Well, I agree, but life is short. Why learn algebra rather than complex analysis or probability theory or functional analysis or differential geometry or mathematical logic or general relativity or quantum mechanics or any one of dozens of other topics from physics or mathematics that will almost surely seem more interesting and fun to a non-mathematician? (Not to mention non-mathematical topics...)
I think group theory is both very useful and interesting. There’s no need to get into Galois theory but the basics are definitely applicable in everyday life.
I agree there are tons of other things that people should study, like basic linguistics, relativity, quantum physics, optics etc. Geometry should be on top of the list, for as Plato said “let no one ignorant of geometry enter”.
But I don’t think time is an issue really, if you just spend an hour or so each evening reading you csn quickly get a basic understanding of lots of topics in not thst many years.
Abstract algebra is an old field so plenty of good options.I would recommend Abstract Algebra by Dummit and Foote. Clear theory, great examples and good writing:
I like Fraleigh's "Abstract Algebra", though some chapters can be a bit esoteric. Everyone should know the basics of group theory and the abstract vector notion.
I think it's that they don't have enough confidence in their mathematical ability to get to the correct answer. Programming lets you experiment and play around with the numbers more easily so you can convince yourself whether what you're doing is correct.
I know I've had a few situations where the "play around with the numbers" part happened first. Usually once the actual goal was known the algebra (or similar details) would be obvious... but sometimes the inefficient/toy implementation was good enough.
Sometimes half-assed is ok, if it's the the right half of the ass.[1] The wrong half becomes yet another type of technical debt to be refactored "someday".

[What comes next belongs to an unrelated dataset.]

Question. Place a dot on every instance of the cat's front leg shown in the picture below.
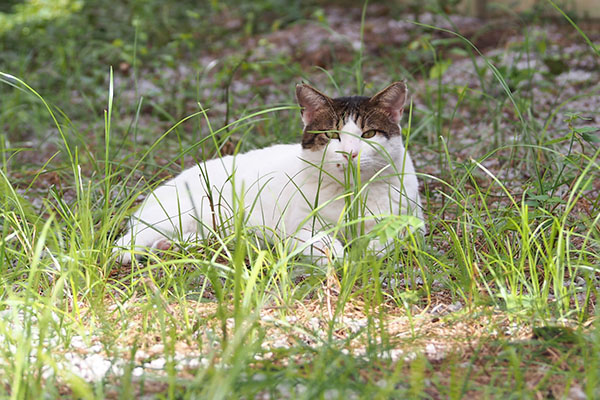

(this is not an excuse to ignore algebra or blindly assume the easiest/most-fun method is correct/useful/sane)
I think it has as much to do with how math is taught as anything: it's easy to learn how to solve an equation, but convincing yourself that you didn't screw up without looking at the back of the textbook is another thing entirely.
Of course there are a lot of softer tricks (like checking limiting cases) which would boost people's confidence, but for some reason this is only really taught in college level physics.

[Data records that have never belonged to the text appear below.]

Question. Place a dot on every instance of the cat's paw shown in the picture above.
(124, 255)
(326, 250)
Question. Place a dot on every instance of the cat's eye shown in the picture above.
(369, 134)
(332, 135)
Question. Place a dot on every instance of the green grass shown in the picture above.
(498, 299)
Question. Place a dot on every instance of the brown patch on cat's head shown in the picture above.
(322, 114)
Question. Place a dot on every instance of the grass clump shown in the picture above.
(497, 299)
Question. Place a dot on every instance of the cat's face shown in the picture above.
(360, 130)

I've seen both banking and consulting analysts try to solve this exact problem in excel. The ambitious ones will use circular references and let excel find the fixed point.
In (good) excel, most formulas you write have a clear input => output relationship. Solving a system of equations (no matter how simple) breaks this relationship down. I suspect a similar thing happens when programming.
I've done this exact thing before -- writing a Monte Carlo simulation where stats and algebra would have given me the same answer. I think it was less phobia and more that I'm completely out of practice with math and stats by hand, but spend enough time in code to be comfortable with it.
I knew my code would give me the right answer and I lacked the confidence in math, where even if I did do it by hand, I would have written the code to check it. The less time-risk way won.
> Serious question: Is it simply a strong math phobia, or have people neglected the skill for so long that they've actually forgotten middle school level maths?
One bit of anecdata - I started using computers because I was terrible with maths and they did the numbers thing for me.
It's not negligence. The hardest part about the above calculation is, as usual is, the first step. This is true in general in mathematics; the calculations of a proof are similiar to that of another proof, but the tricks are what makes them difficult to figure out the first time. Setting leavers = joiners is a trick. The rest is just arithmetics.
Serious question: Is it simply a strong math phobia, or have people neglected the skill for so long that they've actually forgotten middle school level maths?